Not in a bad way. It could have been, but it wasn’t.
Everyone got on with their lives. They did what they planned on doing, they took trips, they went to work, and I was left to my own devices.
It could have gone either way – I could have fallen into a pit of despair. I could have wallowed in my grief. I could have submerged myself in the abyss of nothingness…
Or I could have risen up. I could have done the things that needed to be done. I could have cleaned the house, did the dishes, moved furniture, sorted out the legal stuff, carried on with life.
Everyone went on with their lives, my friend went on her trip and I was left with my kids and my house and all the chaos that went along with it.

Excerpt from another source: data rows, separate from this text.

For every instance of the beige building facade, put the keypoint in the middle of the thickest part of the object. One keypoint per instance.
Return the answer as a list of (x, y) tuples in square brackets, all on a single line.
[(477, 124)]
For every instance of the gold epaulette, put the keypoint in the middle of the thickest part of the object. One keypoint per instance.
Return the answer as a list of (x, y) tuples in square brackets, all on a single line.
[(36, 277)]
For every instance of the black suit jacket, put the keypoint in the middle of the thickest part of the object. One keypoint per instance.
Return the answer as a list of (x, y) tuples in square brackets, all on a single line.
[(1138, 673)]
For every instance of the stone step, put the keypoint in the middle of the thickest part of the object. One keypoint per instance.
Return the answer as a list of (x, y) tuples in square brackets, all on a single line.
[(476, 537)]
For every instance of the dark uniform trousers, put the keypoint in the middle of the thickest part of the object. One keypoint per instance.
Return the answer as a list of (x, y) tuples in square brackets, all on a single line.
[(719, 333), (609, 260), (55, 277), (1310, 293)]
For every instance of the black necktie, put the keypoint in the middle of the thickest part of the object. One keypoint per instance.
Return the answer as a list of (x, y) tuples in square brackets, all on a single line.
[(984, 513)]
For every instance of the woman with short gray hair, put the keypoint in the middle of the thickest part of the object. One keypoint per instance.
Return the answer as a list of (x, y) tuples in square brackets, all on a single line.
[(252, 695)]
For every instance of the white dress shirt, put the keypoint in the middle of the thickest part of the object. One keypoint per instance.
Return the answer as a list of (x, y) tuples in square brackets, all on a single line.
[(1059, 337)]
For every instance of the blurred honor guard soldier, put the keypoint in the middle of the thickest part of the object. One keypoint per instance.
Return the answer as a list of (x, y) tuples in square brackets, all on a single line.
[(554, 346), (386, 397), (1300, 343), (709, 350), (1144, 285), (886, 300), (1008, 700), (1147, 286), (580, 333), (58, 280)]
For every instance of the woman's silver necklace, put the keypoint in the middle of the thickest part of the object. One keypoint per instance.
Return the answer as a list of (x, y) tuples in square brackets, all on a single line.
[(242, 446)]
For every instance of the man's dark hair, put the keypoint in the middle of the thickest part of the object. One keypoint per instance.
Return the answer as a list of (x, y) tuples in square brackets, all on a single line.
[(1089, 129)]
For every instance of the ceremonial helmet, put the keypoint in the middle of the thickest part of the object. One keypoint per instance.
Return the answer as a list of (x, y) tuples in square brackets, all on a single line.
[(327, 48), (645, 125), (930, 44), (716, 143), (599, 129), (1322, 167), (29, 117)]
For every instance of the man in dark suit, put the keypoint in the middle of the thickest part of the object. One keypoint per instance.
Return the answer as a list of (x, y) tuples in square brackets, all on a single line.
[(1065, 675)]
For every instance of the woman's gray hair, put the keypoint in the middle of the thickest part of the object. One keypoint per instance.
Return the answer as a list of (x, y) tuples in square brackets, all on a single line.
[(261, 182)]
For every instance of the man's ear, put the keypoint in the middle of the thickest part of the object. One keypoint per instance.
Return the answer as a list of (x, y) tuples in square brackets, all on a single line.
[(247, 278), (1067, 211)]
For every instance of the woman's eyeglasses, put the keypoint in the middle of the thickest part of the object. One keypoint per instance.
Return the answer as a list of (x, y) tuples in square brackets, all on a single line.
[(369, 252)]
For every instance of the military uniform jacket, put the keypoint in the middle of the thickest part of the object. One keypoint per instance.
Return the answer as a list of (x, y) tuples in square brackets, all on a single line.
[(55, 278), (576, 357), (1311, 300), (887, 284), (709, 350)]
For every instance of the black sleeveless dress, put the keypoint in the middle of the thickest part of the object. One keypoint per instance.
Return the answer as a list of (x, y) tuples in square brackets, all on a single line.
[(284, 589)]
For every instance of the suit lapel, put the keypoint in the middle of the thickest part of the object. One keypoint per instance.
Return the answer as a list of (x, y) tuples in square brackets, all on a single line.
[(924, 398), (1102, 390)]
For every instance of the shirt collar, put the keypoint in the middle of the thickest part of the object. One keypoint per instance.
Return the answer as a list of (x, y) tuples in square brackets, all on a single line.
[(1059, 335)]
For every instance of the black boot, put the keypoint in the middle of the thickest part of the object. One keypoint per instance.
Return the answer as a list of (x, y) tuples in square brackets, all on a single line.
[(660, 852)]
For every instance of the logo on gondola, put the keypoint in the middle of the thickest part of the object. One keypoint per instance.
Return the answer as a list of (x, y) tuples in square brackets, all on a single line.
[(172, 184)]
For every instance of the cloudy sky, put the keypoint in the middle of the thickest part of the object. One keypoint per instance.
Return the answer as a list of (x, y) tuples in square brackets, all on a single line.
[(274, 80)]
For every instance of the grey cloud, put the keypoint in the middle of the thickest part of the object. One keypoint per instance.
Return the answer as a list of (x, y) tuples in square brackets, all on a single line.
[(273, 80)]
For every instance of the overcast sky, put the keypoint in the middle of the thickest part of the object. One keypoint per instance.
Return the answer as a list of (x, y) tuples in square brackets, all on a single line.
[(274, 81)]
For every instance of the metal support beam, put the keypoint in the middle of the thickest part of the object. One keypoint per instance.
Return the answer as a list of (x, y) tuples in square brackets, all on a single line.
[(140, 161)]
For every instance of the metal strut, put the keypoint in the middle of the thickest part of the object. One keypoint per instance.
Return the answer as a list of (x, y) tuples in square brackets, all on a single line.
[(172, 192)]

I cleaned instead of hiding.
I decluttered instead of wallowing.
I organized instead of submerging.
I stood up and took care of things. I did what I needed to do. I parented, and re-learned how to do the things that needed to be done, and I found a peace of sorts.
I still miss him.
I still have moments, hours, days where I can’t breathe for missing him.
But I keep going. I know it’s what he would have wanted – it’s how he’d have handled it. He would have pushed me to move forward, move on and do what needed to be done.
So I keep going.
And when life starts to overwhelm me – I tackle something in my house until I have something under control.
I think that’s what it’s about for me – I can’t control that he’s gone. I can’t control where my life is going to end up. But I can control how clean my house is, how organized, how peaceful. And so I will control that.
I keep going. Despite how much I miss him.